At one point, it was not uncommon to hear that a startup had structured their latest venture round to ensure a $1 billion valuation. Why would they do that? I heard that it was easier to hire if your tech company had achieved a big-kid valuation. People respond to incentives, after all, and companies are made of people.
It’s easy to forget just how quickly the “unicorn” tag became a hot commodity. In her 2015 article, Lee wrote that “from some, there’s even concern now that pursuit of ‘unicornhood’ is both annoying and may have somehow changed the nature of tech valuations.” Again, incentives change behavior. Now that they had a fancy “club” to join that would likely get journalists to write about their company, you can see why executives vied to reach the ten-figure valuation mark.
The market is different today. Unicorns are once again rare and late-stage capital is scarcer than it was a few years ago. It’s worth digesting how big this change has been: Just 12 unicorns were “born” in the third quarter of 2023, per CB Insights, the “lowest quarterly level since 2016.”
This failure of new unicorns to form at prior rates is potentially an issue for venture capitalists.
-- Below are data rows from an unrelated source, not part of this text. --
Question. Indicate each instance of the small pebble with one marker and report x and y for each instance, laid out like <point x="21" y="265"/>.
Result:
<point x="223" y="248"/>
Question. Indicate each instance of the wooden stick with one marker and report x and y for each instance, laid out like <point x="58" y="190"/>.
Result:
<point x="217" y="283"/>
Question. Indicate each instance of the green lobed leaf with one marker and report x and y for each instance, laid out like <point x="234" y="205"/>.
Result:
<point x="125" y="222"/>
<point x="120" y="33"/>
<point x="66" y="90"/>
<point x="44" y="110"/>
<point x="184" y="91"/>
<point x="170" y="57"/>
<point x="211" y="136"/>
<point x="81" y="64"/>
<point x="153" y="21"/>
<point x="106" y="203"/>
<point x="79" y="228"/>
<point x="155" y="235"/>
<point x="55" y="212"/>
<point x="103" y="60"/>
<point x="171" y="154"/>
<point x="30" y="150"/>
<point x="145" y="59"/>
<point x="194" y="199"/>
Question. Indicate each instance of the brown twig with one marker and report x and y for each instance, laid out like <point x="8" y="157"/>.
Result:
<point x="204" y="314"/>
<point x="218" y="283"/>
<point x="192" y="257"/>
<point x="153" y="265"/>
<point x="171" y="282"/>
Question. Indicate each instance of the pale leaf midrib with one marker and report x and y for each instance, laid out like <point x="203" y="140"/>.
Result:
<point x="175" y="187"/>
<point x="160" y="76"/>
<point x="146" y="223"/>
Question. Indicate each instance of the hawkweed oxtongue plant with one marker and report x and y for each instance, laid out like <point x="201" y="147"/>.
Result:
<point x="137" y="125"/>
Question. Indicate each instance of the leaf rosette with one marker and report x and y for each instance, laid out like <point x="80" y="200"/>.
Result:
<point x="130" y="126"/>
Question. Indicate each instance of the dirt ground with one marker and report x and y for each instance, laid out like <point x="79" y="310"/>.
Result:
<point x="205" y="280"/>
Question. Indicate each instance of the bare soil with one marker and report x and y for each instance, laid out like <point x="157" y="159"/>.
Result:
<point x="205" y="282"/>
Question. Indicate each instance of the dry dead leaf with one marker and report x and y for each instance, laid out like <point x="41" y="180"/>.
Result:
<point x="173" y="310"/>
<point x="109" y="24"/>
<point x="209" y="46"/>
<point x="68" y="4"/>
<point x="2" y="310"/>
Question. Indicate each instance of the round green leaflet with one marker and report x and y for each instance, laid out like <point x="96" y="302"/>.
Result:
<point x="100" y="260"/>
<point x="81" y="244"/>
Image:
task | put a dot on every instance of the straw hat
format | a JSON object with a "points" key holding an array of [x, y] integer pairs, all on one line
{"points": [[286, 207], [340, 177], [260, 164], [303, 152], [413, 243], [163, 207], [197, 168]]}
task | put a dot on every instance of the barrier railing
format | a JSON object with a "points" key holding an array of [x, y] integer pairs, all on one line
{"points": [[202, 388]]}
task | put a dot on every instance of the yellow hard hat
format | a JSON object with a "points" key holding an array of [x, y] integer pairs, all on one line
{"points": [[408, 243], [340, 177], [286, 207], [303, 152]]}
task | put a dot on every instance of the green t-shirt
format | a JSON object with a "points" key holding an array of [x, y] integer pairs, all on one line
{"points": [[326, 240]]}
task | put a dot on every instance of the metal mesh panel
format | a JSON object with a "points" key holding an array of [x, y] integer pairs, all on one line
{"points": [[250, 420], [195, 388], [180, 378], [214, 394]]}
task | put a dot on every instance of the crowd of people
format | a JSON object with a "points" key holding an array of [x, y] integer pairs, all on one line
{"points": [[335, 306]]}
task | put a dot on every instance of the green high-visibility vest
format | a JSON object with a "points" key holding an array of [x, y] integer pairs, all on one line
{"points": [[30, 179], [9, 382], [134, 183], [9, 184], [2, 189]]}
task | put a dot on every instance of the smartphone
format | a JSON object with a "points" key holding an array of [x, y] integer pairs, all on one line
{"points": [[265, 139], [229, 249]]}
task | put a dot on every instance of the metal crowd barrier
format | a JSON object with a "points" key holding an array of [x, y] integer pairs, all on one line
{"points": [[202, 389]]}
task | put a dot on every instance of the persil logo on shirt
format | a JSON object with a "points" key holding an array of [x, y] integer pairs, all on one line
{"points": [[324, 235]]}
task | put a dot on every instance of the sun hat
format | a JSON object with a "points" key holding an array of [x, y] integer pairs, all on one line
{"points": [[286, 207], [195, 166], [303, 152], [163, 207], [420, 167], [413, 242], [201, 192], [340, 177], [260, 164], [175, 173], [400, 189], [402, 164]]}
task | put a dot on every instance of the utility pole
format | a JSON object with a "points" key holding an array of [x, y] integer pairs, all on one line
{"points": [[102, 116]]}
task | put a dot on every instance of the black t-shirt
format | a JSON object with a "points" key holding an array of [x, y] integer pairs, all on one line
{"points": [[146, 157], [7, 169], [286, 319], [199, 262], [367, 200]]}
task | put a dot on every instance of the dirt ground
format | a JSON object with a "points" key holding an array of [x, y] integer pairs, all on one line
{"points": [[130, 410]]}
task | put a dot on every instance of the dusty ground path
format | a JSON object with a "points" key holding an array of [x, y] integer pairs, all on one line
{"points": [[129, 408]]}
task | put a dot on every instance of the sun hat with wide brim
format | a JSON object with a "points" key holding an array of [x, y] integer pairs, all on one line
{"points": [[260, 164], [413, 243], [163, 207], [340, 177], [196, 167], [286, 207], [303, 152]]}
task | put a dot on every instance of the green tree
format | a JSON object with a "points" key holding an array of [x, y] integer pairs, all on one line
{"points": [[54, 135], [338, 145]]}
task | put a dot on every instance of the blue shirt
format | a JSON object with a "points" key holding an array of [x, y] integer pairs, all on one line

Lee’s notes on why such companies are needed for venture math to work are still pertinent:
Why do investors seem to care about “billion-dollar exits”? Historically, top venture funds have driven returns from their ownership in just a few companies in a given fund of many companies. Plus, traditional venture funds have grown in size, requiring larger “exits” to deliver acceptable returns. For example — to return just the initial capital of a $400 million venture fund, that might mean needing to own 20% of two different $1 billion companies, or 20% of a $2 billion company when the company is acquired or goes public.
A $400 million venture capital fund? How provincial. Currently, venture giant a16z is looking to compile a $3.4 billion collection of funds in one go, and that won’t even be the largest pool of capital it has put together to date. Greylock just announced a $1 billion fund, and Venom Foundation put together a $1 billion web3-focused fund earlier in 2023. Hell, we haven’t even mentioned SoftBank’s two Vision Funds yet.
In short, if unicorns were critical for making $400-million VC funds work, the stakes are far higher today given how large VC vehicles have become. Private-market investors need more unicorn exits than ever to make VC returns attractive compared to other forms of investment, especially in these high-interest-rate days.
The problem here has two facets.
First, as we noted above, unicorn formation has slowed to a comparative crawl, even if it remains comfortably above the pace that Cowboy Ventures initially noted back in 2013.
Second, unicorn exits remain abysmally uncommon, and such companies have historically gone public at a much slower rate than they were being created for a very long time. In 2021, startup exits soared and it appeared that the tables were turning, but all that ended and now we’re back to a massive, multi-trillion-dollar backlog.
Which leads us to the two questions we want answers to: Just how many of the current “unicorns” are still worth $1 billion? And will they be able to find a way to return cash to their backers before the heat death of the universe?
Today, on the 10th birthday of the unicorn moniker, we’ve almost come full circle. From a handful of billion-dollar startups to a stampede to an aging cohort — what an insane, fun, and wild decade it has been.